His eyes snap down to me, instantly sharper.

“Because I am human,” I explain, swallowing the anticipation battling with the fear, “and you are…very much not.”

For a moment, he blinks.

“You’re big,” I clarify.

The haze of lust clears from his gaze like someone pulled it away with their bare hands.

His whole body stills. The stars beneath his skin seem to pause mid-pulse.

“Big?” his thoughts rasp into my mind, colored with sudden panic. His hands leave my hips like I burned him. “I hurt…you?” Horror twists his features. “No. No hurt. We stop.”

He actually starts to pull away.

“Oh, no, you don’t,” I say, one hand reaching up to grip his shoulders as I dig my heels in. “Sarven. Hey.”

He freezes, forced to look at me.

I soften my voice. “I didn’t say stop. I said talk.” My thumb strokes along one of the ridges before sanity can intervene; his breath stutters. “We just have to go slow. Okay? Slow and careful. That I am very on board with.”

The stars beneath his skin seem frozen. “You…want to?” His voice sounds wrecked. Disbelieving. Like he needs to hear this out loud more than I need to say it.

I lean in, pressing my forehead to his so he knows for sure. “Yes,” I whisper. “I want this.”

The effect is…instant.

Joy slams through him so hard I feel it in the air. His glow kicks brighter, stars swirling in dizzy eddies under his skin. His throat works, once, twice.

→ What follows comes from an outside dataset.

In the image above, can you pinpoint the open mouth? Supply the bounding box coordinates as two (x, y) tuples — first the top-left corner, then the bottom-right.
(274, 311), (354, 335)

“Slow,” he vows. “I will…prepare you. I have listened…to the others.”

My brain stutters. Listened? To Tharn and Jacqui? To Rok?

“Wait,” I squeak. “You did wh—”

He doesn’t give me time to unpack the implications of alien voyeurism. He moves, bearing me backward and forcing my legs to spread for him. The question dies in my throat as he fills that space like he was built for it.